Os preços altos dos últimos tempos no mercado do petróleo, de onde se obtém o “salário nacional” da Venezuela, lhe permitiram estatizar numerosas empresas e colocar toda a economia sob rígidos controles, começando pelo controle do câmbio, mas sem poder deter nem a importação de alimentos nem o afã consumista dos venezuelanos.
Após a rejeição de uma nova reforma constitucional em 2007 por uma ajustada maioria, teve de esperar até 2009 para conseguir que fosse votada sua proposta de reeleição sem limite para a Presidência e outros cargos eletivos. Muito antes, em 2003, em rápida conversa com a IPS, Chávez disse que não aspiraria governar para sempre, “mas apenas dois períodos, até janeiro de 2013, e depois será a vez de outro revolucionário ou outra revolucionária”.

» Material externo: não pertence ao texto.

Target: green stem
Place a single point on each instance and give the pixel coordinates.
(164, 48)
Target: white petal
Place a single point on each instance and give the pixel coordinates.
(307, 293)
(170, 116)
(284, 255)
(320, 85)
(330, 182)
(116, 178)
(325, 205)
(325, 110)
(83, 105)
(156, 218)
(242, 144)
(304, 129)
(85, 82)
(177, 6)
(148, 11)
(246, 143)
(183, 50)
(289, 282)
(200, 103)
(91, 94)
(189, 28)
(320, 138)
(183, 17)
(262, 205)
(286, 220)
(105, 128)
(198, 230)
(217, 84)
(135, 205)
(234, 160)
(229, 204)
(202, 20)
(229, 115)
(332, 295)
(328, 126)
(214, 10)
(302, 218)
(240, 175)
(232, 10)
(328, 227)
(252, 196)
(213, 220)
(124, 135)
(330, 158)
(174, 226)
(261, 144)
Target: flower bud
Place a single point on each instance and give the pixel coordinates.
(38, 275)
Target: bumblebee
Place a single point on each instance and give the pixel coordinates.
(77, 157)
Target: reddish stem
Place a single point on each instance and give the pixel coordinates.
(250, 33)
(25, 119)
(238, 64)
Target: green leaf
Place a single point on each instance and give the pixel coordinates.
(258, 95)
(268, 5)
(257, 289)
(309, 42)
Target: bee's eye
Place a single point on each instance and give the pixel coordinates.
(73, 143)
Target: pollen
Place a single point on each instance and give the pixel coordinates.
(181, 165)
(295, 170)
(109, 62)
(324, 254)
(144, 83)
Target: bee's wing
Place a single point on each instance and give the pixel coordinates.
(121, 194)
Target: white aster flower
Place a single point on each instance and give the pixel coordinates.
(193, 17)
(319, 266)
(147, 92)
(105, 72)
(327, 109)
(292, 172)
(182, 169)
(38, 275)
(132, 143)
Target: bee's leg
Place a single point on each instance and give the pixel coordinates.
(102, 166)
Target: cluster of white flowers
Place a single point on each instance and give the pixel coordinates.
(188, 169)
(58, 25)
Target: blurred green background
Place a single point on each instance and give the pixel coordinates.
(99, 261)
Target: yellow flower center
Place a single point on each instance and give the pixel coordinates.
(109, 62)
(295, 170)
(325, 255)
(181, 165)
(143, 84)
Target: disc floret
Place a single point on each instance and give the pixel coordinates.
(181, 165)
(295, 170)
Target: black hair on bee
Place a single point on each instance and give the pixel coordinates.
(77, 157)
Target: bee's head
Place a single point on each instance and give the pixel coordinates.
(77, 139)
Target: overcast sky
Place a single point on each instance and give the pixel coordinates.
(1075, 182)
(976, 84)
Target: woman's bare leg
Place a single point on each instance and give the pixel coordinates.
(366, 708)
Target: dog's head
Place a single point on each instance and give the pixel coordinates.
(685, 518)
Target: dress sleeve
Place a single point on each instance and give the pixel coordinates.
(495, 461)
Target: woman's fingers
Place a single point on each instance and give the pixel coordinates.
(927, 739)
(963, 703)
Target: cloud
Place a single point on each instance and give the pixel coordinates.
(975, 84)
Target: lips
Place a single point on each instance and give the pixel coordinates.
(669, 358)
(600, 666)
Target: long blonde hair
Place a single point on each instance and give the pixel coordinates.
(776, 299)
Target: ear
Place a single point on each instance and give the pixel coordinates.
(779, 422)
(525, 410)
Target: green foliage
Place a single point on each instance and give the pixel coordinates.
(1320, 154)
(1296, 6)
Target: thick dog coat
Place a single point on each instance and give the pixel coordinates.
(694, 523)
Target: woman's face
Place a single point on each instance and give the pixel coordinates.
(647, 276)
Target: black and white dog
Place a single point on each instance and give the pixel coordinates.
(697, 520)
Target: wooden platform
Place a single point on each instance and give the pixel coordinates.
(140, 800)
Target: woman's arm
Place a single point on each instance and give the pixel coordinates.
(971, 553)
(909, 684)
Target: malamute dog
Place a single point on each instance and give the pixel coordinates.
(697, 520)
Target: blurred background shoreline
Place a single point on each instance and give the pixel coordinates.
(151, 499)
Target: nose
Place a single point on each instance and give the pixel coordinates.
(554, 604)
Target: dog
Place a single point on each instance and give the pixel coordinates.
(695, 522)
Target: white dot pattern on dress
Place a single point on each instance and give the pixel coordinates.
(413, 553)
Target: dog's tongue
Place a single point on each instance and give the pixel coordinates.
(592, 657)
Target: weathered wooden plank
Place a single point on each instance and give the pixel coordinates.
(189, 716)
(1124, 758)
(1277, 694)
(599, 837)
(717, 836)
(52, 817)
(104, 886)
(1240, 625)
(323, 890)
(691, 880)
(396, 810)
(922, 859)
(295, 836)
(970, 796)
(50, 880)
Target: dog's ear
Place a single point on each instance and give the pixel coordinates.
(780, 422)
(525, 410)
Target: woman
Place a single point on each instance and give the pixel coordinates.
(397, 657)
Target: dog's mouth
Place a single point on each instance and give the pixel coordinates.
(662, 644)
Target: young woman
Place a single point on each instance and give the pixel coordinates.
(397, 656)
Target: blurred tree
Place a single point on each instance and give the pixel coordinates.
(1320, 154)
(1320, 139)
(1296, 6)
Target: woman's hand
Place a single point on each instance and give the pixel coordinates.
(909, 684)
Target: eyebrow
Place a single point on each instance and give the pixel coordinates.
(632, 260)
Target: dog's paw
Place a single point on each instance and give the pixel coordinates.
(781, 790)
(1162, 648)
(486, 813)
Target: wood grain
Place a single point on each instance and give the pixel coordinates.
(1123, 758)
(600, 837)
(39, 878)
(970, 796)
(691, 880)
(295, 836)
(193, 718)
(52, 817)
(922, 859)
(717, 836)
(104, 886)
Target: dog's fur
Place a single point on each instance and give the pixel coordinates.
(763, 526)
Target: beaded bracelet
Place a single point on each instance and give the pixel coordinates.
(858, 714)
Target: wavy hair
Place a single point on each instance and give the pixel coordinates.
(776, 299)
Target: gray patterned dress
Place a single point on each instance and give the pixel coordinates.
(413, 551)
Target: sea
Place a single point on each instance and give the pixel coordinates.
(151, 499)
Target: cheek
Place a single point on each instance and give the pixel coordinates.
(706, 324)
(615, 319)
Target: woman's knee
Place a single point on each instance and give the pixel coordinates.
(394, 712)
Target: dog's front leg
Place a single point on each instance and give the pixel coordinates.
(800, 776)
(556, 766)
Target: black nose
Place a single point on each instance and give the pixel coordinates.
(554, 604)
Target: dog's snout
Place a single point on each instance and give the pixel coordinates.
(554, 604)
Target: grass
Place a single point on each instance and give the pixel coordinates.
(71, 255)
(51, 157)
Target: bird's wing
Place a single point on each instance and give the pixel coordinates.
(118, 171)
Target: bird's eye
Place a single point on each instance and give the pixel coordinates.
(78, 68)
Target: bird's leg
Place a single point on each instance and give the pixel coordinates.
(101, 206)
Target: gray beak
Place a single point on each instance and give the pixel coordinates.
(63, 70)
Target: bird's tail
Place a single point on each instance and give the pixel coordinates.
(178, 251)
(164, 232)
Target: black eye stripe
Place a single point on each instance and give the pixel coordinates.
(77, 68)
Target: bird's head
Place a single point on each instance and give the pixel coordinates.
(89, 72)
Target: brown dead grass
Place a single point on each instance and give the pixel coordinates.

Mas, depois mudou de opinião e propôs que sua continuidade no governo era um requisito para sustentar o projeto, argumentando que as constantes mudanças de administrações na América Latina e no Caribe frustraram iniciativas desse tipo. A busca por esse quarto mandato parece ter causado impacto em sua doença, pois médicos disseram que foi fatal se dedicar em 2011 e 2012 ao governo e à campanha simultaneamente, descuidando de sua saúde. Sozinho in extremis, vítima de uma nova recaída em dezembro de 2012, aceitou ungir como herdeiro Nicolás Maduro, seu candidato a substituí-lo na Presidência.
A primeira grande incógnita que deixa é se a liderança e o apoio popular que teve por 20 anos, 14 deles no governo, migrará para seus herdeiros políticos. Também não se sabe se o chavismo se transformará em um forte movimento político, ao estilo do peronismo na Argentina após a morte de seu mentor, Juan Domingo Perón (1895-1974), ou se somente a figura de Chávez ficará como objeto de culto do protesto da esquerda, como ocorreu com outro argentino, o guerrilheiro Ernesto “Che” Guevara (1928-1967).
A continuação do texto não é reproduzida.